The research team analyzed these recordings to code and quantify features of the language input: which objects were named, the phrases used, who spoke, and whether the named objects were present and being attended to when they were mentioned.

“We found that the proportion of time parents talked about objects while those objects were visible and attended to by the infant correlated with the babies’ overall comprehension,” Bergelson said.

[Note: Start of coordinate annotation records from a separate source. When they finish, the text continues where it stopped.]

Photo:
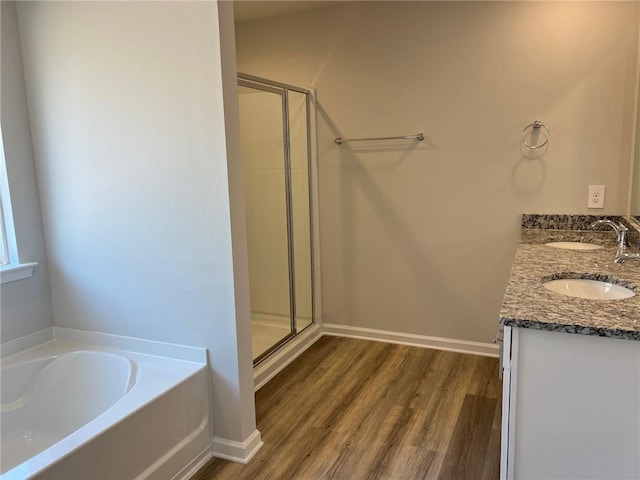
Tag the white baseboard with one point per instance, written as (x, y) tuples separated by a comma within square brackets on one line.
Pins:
[(437, 343), (236, 451), (276, 362), (196, 464)]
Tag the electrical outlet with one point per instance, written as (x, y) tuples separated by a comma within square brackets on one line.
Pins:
[(596, 196)]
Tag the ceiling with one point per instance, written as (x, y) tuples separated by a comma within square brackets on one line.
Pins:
[(248, 10)]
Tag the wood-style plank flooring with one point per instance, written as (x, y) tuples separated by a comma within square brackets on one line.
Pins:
[(359, 410)]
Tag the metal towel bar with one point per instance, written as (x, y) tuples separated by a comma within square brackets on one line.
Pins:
[(418, 136)]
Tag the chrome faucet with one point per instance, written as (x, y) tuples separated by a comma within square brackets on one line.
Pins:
[(622, 257), (620, 229)]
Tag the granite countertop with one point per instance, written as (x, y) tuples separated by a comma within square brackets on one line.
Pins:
[(528, 304)]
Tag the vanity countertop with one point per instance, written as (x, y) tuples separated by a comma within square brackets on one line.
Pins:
[(527, 304)]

For example, if a caregiver holds up a pen and says, “Here is my favorite pen,” the infant can link the word pen to the visible object. By contrast, statements about events or objects that are not present—such as “Tomorrow we will see the lions at the zoo”—provide fewer immediate cues for meaning.

Sandra Waxman, professor of psychology at Northwestern University, who was not involved in the study, called the work “an exciting first step” in understanding how infants begin to learn words, how their earliest lexicons are organized, and how the surrounding language environment shapes that development.

Waxman cautioned that it is premature to prescribe specific speaking behaviors for caregivers based on a single study. “Before recommending precise approaches for parents, we need more research to disentangle the roles of culture, context and infant age in early word learning,” she said.

Bergelson’s practical advice for caregivers is straightforward: “Talk to your child as much as you can. They are listening and learning from what you say, even when it doesn’t look that way.”

Image shows a little boy.
An infant participating in the study wore a hat with two small cameras to capture the infant’s point of view. Image credit: parents/Duke.
About this neuroscience research article

Funding: The research was supported by grants from the National Institutes of Health (T32 DC000035, DP5-OD019812, HD-037082).

Benjamin Wolozin is Co-Founder and Chief Scientific Officer for Aquinnah Pharmaceuticals Inc.

Source: Kara Manke — Duke University
Publisher: Organized by NeuroscienceNews.com
Image Source: Image credited to the parents/Duke.
Original Research: Bergelson E. and Aslin R. N., “Nature and origins of the lexicon in 6‑mo‑olds,” Proceedings of the National Academy of Sciences. Published online November 20, 2017. DOI: 10.1073/pnas.1712966114

Abstract

Nature and origins of the lexicon in 6‑mo‑olds

Previous research found that six-month-olds understand common nouns. This study asked whether the nascent lexicon of 6‑month-olds already shows hallmarks of mature lexical structure, such as cross-word relations, and whether features of the home language environment that relate to later vocabulary are detectable at this early stage. Using both in-lab comprehension measures and home recordings from the same infants, the authors found evidence of cross-word structure: infants looked more at named targets when the competing image was semantically unrelated than when it was related, mirroring patterns seen in older learners. They also found early links between home language input and lab comprehension: when referents of words were present and attended to in home recordings, infants’ comprehension in the lab tended to be stronger. These findings suggest that cross-word relations form early and that the home learning environment helps shape the emerging lexicon from the outset.